The landscape of social-behavioral sciences, particularly psychology, underwent a significant transformation in the early 2010s. A series of events spurred a collective soul-searching within the academic community, raising doubts about the credibility of published research. Studies like the Reproducibility Project in Psychology (RPP) and the Many Labs projects sounded an alarm, highlighting that the literature was not as replicable as once assumed.
In response to this challenge, numerous solutions were proposed to increase the rigor, credibility, and replicability of research findings. These solutions included preregistration, increasing sample sizes, and more open sharing of research materials. However, a counter argument suggested that the low replicability of social-behavioral science findings was an inherent aspect of studying complex phenomena sensitive to numerous variables.

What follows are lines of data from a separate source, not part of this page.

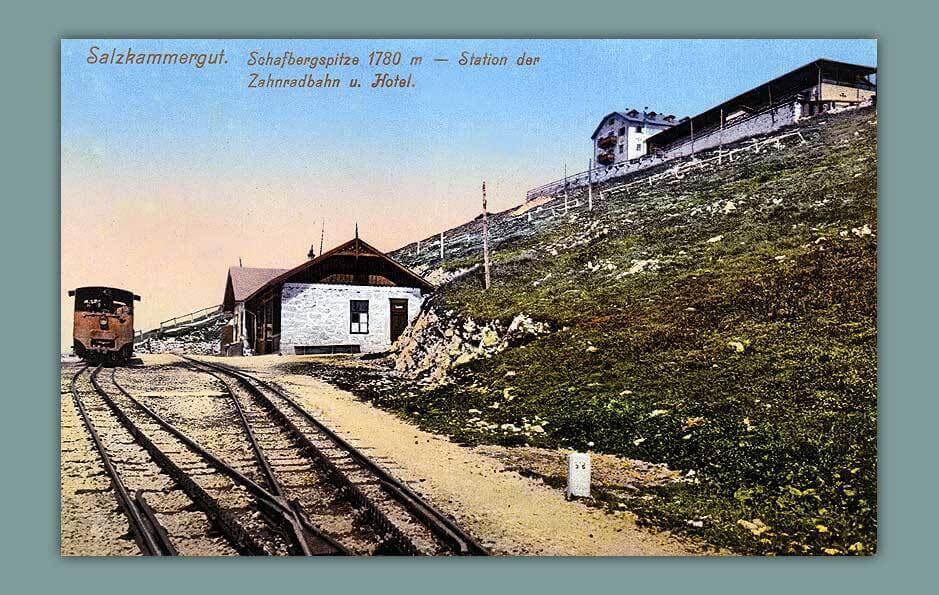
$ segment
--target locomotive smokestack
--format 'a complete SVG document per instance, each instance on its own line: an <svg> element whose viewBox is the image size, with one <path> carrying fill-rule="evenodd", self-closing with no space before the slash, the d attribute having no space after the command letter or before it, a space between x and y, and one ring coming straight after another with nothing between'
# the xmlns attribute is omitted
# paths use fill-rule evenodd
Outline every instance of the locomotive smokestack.
<svg viewBox="0 0 939 595"><path fill-rule="evenodd" d="M306 257L310 260L316 258L316 244L310 244L310 251L306 253Z"/></svg>

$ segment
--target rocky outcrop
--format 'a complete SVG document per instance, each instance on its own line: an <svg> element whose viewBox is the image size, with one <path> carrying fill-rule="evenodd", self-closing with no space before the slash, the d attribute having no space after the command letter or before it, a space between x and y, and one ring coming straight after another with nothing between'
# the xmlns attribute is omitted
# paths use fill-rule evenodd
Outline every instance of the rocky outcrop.
<svg viewBox="0 0 939 595"><path fill-rule="evenodd" d="M396 372L436 385L447 382L454 368L549 332L546 323L525 314L518 314L508 324L498 320L479 323L431 306L398 338L391 355Z"/></svg>

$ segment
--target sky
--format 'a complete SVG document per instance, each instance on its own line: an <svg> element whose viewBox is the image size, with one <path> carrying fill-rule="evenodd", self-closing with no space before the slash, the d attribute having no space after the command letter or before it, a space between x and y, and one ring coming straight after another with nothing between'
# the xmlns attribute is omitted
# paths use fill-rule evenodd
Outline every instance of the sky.
<svg viewBox="0 0 939 595"><path fill-rule="evenodd" d="M227 63L89 64L126 52L225 50ZM358 56L356 67L250 66L266 56ZM367 64L401 52L397 66ZM461 66L462 52L509 66ZM516 66L525 53L535 66ZM413 56L420 65L410 66ZM435 62L433 58L447 58ZM876 65L875 40L63 40L62 345L68 289L143 300L138 329L218 304L228 268L289 268L354 235L393 250L586 169L614 110L693 115L817 58ZM339 89L251 89L328 72ZM413 87L371 89L376 72ZM345 86L349 78L363 88Z"/></svg>

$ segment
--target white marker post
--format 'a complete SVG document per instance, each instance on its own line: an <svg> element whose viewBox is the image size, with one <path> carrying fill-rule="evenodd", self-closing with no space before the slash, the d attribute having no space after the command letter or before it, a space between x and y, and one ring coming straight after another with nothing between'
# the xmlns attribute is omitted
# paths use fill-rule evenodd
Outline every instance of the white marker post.
<svg viewBox="0 0 939 595"><path fill-rule="evenodd" d="M567 455L567 499L590 497L590 455L572 452Z"/></svg>

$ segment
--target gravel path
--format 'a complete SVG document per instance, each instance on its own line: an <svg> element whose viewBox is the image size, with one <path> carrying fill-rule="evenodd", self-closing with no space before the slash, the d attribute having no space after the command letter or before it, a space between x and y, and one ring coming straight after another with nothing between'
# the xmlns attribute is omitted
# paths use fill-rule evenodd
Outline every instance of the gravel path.
<svg viewBox="0 0 939 595"><path fill-rule="evenodd" d="M534 556L696 555L700 548L636 526L628 512L568 502L561 490L510 470L504 457L419 430L309 376L281 375L283 357L224 358L297 396L311 413L362 448L494 554Z"/></svg>

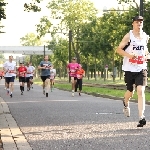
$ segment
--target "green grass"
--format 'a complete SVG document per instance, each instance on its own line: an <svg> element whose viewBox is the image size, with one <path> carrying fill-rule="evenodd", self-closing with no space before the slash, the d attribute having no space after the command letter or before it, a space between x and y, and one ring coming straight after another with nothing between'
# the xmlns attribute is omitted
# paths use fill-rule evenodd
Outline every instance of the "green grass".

Enter a paper published in Nature Human Behaviour this week, suggesting that high rigor, even in complex social systems, is achievable. The paper reports the outcome of a six-year prospective replication project. Four social-behavioral research labs from the University of California, Santa Barbara (UCSB), Stanford University, the University of California, Berkeley (UC Berkeley), and the University of Virginia committed to adopting several rigor-enhancing practices and replicating each other's novel discoveries. Across 16 novel discoveries, extremely high replicability rates were observed. On average, independent replication effect sizes were 97% the size of the original lab’s confirmatory test. This demonstrates much higher replicability than prior systematic replication projects in which replication effect sizes were about 50% the size of original findings. This paper demonstrates that low replicability of social-behavioral scientific studies is not inevitable; the presumed rigor-enhancing behaviors are indeed associated with high replicability.
The principal investigators of the four labs were Jonathan Schooler of UCSB’s META Lab, Jon Krosnick of Stanford's Political Psychology Research Group, Leif Nelson at UC Berkeley's Haas School of Business, and Brian Nosek, who is affiliated with the University of Virginia and is the Executive Director of the Center for Open Science. John Protzko of UCSB’s META Lab and Central Connecticut State University lead project management of the whole effort.

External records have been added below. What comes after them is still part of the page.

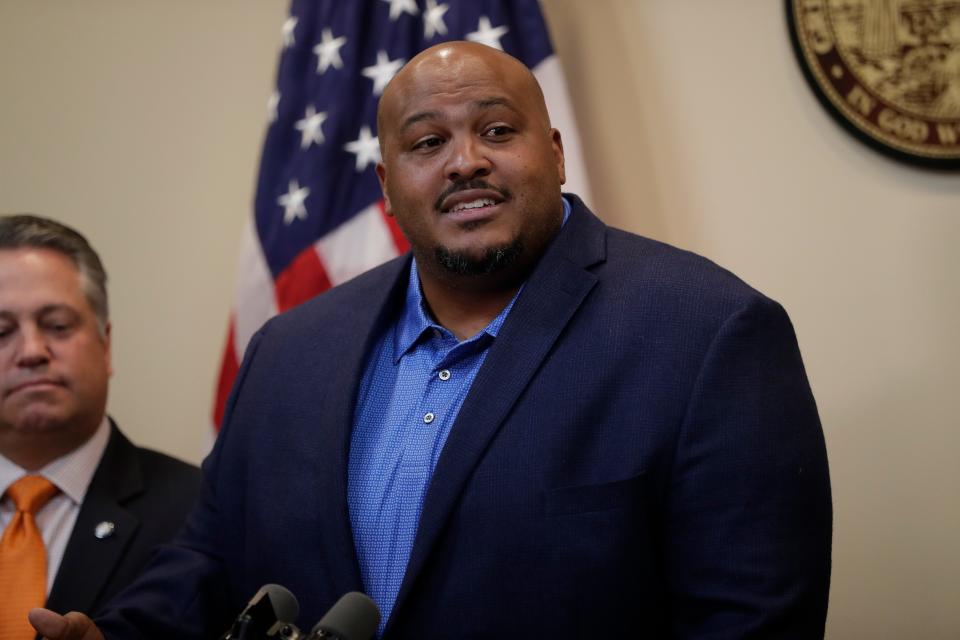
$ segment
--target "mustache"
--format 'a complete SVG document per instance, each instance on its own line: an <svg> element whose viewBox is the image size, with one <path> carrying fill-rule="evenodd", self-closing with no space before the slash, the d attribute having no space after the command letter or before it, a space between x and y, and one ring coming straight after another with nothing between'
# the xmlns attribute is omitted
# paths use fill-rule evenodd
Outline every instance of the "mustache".
<svg viewBox="0 0 960 640"><path fill-rule="evenodd" d="M437 198L437 201L433 203L433 208L437 211L440 211L443 207L443 201L452 196L455 193L460 191L469 191L470 189L488 189L490 191L496 191L504 200L510 198L510 190L504 189L503 187L497 187L486 180L480 178L474 178L473 180L464 180L463 182L455 182L446 189L443 190L443 193L440 194L440 197Z"/></svg>

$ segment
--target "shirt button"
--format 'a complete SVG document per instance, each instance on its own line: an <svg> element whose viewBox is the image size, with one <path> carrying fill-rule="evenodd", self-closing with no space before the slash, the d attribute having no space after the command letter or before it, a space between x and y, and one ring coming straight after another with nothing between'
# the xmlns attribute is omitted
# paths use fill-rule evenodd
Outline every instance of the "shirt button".
<svg viewBox="0 0 960 640"><path fill-rule="evenodd" d="M434 419L434 418L436 418L436 416L433 415L432 413L425 413L425 414L423 415L423 423L424 423L424 424L430 424L431 422L433 422L433 419Z"/></svg>
<svg viewBox="0 0 960 640"><path fill-rule="evenodd" d="M449 369L444 369L444 370L441 371L438 375L440 376L440 379L441 379L441 380L449 380L449 379L450 379L450 370L449 370Z"/></svg>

The adoption of larger samples, preregistration, and transparent sharing of materials and protocols has been on the rise over the past decade, not only in social-behavioral sciences but across various scholarly domains. This paper serves as a proof-of-concept, enabled by the Open Science Framework (OSF) and advocated by the Center for Open Science (COS), that these solutions can indeed enhance replicability.
Moreover, major research stakeholders like journals, funders, and others are embracing policies and incentives to encourage greater rigor and transparency. This trend further accelerates the adoption of these behaviors, fostering a research environment that prioritizes the integrity and credibility of scientific findings.

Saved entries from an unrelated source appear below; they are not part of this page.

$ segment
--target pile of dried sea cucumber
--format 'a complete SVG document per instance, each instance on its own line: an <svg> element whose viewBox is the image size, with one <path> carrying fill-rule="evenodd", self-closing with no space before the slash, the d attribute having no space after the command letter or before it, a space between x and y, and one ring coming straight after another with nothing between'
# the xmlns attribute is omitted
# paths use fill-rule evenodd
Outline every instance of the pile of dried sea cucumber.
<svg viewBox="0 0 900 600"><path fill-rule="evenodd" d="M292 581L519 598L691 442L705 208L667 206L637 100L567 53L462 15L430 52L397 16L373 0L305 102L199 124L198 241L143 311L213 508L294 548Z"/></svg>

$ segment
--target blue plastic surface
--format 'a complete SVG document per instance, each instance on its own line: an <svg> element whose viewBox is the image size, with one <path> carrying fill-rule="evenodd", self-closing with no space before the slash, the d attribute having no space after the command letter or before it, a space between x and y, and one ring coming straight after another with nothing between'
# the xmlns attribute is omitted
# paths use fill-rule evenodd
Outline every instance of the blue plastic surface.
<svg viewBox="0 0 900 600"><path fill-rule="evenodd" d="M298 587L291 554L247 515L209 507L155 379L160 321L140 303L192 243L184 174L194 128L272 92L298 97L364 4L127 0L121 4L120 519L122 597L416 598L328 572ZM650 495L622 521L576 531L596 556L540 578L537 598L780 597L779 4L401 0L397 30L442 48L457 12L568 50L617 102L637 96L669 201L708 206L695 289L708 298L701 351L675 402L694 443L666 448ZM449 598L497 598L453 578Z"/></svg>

Even though the extent to which these behaviors have benefits across a variety of research domains and methodologies remains unclear, the study implemented a "kitchen sink" approach, combining multiple behaviors to assess whether high replicability was attainable in principle.
As the metascience community continues to evaluate the benefits of open practices, it will become clearer how each specific behavior contributes and where their limitations lie in enhancing research credibility. Establishing replicability, after all, does not directly guarantee validity or importance. A highly replicable finding could still be flawed due to confounding variables or misinterpretation of evidence. Likewise, it could be highly replicable but ultimately trivial, offering little value in advancing research.
Scientists have identified challenges to the credibility of research findings, proposed solutions to improve, and adopted many of those solutions in practice. This paper suggests that these reforms are on the right track. The solutions proposed offer promising avenues for improving the scientific process, but the journey towards better research practices is an ongoing one, with further exploration and evaluation needed to unlock their full potential and to identify their limitations, and even counterproductive impacts. With an active metascience movement interrogating these questions, we are confident that a more robust, transparent, and reliable scientific landscape is within reach.